Senussi is wanted on charges of crimes against humanity by the Hague-based International Criminal Court (ICC).
If confirmed, his arrest will put an end to months of uncertainty over his whereabouts.
Official Mauritanian agency AMI said Senussi was arrested late on Friday as he arrived at the airport in the West African state's capital Nouakchott on a regular flight from Casablanca in Morocco. It said he was bearing a falsified Malian passport.
Mauritania has not signed the Rome Statute governing the ICC and authorities were not immediately available to confirm the arrest or comment on what they would do with Senussi, the last significant former Gaddafi regime figure still at large.
The ICC has charged Senussi and Gaddafi's son Saif al-Islam as being "indirect co-perpetrators" of murder and persecution. Saif al-Islam was captured disguised as a Bedouin in the Sahara in November is awaiting trial in Libya on rape and murder charges. Libya's National Transitional Council says he will get a fair hearing but his supporters want him sent to The Hague.

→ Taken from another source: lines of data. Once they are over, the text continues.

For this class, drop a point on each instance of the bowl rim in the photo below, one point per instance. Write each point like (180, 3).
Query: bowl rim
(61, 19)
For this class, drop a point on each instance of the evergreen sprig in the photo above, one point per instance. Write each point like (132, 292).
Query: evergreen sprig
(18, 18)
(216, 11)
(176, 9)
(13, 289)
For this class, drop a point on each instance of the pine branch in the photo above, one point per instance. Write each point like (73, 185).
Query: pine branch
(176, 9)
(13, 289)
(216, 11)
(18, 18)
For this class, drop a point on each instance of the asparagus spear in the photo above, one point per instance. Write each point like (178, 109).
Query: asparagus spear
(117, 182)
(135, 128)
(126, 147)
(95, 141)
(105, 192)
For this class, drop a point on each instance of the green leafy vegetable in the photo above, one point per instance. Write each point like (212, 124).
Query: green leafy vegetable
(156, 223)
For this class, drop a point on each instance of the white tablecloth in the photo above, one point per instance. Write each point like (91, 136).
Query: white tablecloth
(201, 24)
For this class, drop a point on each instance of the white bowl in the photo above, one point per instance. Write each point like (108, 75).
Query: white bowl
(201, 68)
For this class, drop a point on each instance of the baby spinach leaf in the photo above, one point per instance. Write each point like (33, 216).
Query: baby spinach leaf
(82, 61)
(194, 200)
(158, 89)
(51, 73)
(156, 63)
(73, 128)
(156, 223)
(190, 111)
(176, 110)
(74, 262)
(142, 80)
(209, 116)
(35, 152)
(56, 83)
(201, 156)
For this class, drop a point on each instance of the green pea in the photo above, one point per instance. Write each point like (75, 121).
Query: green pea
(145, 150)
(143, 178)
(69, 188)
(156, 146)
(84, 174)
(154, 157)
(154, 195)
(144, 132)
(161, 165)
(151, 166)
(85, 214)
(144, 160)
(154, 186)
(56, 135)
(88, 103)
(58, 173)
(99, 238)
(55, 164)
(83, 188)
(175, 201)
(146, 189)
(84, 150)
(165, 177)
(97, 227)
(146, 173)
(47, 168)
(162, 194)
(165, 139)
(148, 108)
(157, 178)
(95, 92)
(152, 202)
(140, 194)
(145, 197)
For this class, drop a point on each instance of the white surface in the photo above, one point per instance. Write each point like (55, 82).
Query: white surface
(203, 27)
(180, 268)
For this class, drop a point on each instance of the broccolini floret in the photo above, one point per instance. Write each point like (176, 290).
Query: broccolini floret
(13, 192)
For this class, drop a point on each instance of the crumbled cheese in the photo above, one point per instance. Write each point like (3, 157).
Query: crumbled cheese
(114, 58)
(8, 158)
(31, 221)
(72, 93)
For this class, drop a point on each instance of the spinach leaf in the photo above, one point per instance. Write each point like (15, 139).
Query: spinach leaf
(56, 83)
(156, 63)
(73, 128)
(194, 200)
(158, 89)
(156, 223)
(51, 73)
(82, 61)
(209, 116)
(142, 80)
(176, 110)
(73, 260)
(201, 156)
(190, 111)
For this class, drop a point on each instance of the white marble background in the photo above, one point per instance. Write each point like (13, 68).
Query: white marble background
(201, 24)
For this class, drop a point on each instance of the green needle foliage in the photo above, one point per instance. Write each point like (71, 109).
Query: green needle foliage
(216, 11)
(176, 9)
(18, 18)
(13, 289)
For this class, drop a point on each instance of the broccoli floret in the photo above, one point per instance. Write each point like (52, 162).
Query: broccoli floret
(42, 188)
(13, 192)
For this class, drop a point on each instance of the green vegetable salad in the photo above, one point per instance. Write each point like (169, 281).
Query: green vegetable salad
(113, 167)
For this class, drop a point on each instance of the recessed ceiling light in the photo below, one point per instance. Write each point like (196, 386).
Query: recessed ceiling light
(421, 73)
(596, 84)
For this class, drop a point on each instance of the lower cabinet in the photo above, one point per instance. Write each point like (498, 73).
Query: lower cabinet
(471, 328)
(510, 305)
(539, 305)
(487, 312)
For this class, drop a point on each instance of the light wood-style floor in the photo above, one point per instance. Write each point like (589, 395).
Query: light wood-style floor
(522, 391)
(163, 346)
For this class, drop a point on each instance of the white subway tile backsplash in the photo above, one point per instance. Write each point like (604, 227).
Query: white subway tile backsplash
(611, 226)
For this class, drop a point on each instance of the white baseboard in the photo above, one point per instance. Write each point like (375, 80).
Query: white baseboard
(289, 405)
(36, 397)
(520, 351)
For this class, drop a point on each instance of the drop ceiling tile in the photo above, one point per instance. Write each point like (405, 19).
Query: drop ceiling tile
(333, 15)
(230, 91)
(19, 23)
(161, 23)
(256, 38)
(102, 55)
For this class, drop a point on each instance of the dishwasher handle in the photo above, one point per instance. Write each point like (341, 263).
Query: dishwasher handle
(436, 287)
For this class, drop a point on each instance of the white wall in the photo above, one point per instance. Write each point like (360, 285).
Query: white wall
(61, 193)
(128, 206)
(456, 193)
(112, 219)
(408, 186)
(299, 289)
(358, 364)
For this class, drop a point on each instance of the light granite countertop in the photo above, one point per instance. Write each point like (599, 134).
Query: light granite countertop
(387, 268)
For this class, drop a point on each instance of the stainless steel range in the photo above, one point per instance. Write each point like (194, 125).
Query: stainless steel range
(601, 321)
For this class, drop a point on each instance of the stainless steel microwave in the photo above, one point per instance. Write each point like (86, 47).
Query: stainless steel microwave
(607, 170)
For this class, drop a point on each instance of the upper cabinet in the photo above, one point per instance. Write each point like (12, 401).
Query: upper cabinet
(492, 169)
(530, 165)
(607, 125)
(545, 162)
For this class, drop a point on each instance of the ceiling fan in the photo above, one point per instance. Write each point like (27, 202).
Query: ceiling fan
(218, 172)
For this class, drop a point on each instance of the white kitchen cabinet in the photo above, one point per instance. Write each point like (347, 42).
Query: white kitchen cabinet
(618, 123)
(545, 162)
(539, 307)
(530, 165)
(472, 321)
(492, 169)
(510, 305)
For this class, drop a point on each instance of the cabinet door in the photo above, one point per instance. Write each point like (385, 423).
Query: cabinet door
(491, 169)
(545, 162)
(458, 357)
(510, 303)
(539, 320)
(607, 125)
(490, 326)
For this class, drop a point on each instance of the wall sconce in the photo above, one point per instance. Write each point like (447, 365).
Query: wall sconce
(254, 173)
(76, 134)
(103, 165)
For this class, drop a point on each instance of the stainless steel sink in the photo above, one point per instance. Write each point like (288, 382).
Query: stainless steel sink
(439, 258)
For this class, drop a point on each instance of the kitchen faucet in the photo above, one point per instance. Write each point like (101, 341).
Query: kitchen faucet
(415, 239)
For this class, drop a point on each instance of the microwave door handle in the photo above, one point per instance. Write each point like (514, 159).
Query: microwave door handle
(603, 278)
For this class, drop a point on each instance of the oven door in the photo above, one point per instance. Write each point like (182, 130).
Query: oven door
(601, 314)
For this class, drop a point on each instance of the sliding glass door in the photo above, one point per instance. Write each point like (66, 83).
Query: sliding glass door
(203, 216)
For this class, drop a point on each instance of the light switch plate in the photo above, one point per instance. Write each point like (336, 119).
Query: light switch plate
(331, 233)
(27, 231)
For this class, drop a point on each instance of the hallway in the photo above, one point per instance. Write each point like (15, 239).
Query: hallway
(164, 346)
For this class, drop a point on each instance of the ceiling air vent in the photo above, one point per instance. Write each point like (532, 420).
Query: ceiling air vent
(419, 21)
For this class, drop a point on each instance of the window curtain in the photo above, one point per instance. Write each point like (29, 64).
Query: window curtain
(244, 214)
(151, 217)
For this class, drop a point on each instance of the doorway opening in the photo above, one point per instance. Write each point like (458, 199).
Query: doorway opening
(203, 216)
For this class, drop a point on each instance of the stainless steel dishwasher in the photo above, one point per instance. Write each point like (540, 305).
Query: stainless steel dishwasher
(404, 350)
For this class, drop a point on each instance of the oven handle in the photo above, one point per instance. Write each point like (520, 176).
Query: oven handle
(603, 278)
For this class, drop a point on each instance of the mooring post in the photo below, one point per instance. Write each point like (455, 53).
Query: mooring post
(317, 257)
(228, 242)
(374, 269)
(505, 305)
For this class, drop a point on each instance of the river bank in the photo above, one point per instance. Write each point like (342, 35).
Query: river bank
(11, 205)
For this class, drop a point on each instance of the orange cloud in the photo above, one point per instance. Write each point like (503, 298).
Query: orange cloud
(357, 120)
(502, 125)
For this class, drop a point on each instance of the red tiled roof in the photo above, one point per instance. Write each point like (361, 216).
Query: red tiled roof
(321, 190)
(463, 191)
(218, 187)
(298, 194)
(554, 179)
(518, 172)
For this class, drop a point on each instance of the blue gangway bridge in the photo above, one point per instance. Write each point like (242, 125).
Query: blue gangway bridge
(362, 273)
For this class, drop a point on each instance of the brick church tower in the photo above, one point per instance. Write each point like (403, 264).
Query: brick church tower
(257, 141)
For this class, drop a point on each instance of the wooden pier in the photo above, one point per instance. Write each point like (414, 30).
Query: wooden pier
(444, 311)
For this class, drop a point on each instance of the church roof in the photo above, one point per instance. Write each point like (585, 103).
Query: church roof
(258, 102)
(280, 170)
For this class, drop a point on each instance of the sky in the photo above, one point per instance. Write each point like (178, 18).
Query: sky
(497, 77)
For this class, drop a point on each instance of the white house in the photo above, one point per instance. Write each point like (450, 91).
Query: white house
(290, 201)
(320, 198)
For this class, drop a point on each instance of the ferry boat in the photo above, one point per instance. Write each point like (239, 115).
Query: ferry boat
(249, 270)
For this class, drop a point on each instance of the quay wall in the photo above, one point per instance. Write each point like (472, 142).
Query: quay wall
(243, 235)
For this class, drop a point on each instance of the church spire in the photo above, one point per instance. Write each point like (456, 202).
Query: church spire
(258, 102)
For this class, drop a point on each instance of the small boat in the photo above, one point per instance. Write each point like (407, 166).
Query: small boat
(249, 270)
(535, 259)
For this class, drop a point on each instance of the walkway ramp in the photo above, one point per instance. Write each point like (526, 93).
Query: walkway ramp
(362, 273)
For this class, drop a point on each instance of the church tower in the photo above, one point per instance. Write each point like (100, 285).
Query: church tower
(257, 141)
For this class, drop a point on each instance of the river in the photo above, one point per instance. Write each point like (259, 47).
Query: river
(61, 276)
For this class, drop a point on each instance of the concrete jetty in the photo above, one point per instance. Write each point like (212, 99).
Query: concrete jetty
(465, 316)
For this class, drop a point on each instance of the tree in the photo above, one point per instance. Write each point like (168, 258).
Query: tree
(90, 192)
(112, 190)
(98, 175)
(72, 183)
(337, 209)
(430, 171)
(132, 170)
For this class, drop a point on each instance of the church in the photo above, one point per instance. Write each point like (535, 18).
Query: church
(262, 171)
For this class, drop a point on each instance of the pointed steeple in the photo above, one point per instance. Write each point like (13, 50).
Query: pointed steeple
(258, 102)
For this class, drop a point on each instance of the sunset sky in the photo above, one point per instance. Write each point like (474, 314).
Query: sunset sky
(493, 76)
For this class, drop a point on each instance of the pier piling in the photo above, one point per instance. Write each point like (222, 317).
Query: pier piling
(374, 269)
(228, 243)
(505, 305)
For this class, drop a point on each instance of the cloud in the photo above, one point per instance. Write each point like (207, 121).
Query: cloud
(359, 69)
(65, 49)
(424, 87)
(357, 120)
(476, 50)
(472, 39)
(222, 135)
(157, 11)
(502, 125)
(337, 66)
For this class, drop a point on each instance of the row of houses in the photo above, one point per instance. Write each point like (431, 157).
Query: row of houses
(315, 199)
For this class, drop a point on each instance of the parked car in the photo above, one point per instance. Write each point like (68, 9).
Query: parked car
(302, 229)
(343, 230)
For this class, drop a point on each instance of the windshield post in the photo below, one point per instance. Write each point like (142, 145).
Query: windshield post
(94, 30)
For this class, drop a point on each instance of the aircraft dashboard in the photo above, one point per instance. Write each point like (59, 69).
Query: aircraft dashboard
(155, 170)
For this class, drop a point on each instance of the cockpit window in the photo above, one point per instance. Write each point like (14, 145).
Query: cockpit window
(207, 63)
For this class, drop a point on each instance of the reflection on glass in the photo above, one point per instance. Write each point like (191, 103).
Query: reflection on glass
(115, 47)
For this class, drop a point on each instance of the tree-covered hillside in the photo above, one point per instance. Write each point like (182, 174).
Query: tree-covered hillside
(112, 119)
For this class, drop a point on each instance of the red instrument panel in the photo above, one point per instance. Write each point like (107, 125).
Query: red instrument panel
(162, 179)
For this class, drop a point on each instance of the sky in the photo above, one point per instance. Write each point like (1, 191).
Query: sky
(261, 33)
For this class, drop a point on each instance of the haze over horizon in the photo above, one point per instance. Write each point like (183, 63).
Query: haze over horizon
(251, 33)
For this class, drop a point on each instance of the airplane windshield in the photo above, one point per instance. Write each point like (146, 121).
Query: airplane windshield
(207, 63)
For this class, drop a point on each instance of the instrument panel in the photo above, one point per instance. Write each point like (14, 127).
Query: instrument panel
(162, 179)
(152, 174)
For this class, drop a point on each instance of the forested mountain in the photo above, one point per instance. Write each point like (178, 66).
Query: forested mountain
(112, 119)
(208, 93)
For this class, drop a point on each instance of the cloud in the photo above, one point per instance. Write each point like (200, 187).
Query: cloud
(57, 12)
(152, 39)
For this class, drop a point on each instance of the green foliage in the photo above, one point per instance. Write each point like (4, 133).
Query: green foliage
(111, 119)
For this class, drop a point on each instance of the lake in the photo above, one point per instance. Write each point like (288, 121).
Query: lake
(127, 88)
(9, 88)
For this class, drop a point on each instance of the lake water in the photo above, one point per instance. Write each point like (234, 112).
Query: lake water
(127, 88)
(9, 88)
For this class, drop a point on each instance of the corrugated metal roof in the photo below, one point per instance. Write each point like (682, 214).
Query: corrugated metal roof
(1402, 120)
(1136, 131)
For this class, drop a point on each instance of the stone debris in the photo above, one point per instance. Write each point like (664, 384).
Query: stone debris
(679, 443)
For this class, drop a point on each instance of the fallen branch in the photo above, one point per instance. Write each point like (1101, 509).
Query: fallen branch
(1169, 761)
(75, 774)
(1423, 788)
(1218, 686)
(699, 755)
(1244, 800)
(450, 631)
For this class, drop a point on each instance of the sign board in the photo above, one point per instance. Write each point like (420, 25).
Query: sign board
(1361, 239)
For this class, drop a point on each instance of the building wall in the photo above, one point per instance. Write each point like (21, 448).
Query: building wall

"This is the happiest moment for Libyans, I wish we had arrested him here. No matter how much we subject him to it will not be sufficient revenge for what Senussi did," said a Libyan citizen Al Amory.
"I congratulate the Libyan people and the news of the arrest of Senussi made us happy because this man has killed a lot of people and he should be punished for his crimes like other killers," said al Tayeb Abidi, another resident of Tripoli.
"Senussi is Gaddafi's black box, he has a lot of information and he is the one who killed 1200 prisoners, he has blood on his hands and he should be brought here and tried in Libya," said Mustafa Jhyma, from Benghazi.
The case of Senussi may revive interest in international incidents long shrouded in mystery, from the days in the 1980s and 90s when Gaddafi's Libya waged undercover war on the West. Senussi's name has been linked with the Lockerbie bombing of 1988, while France has said it wants to try Senussi over a 1989 airliner bombing over Niger that killed 170 people including 54 French nationals.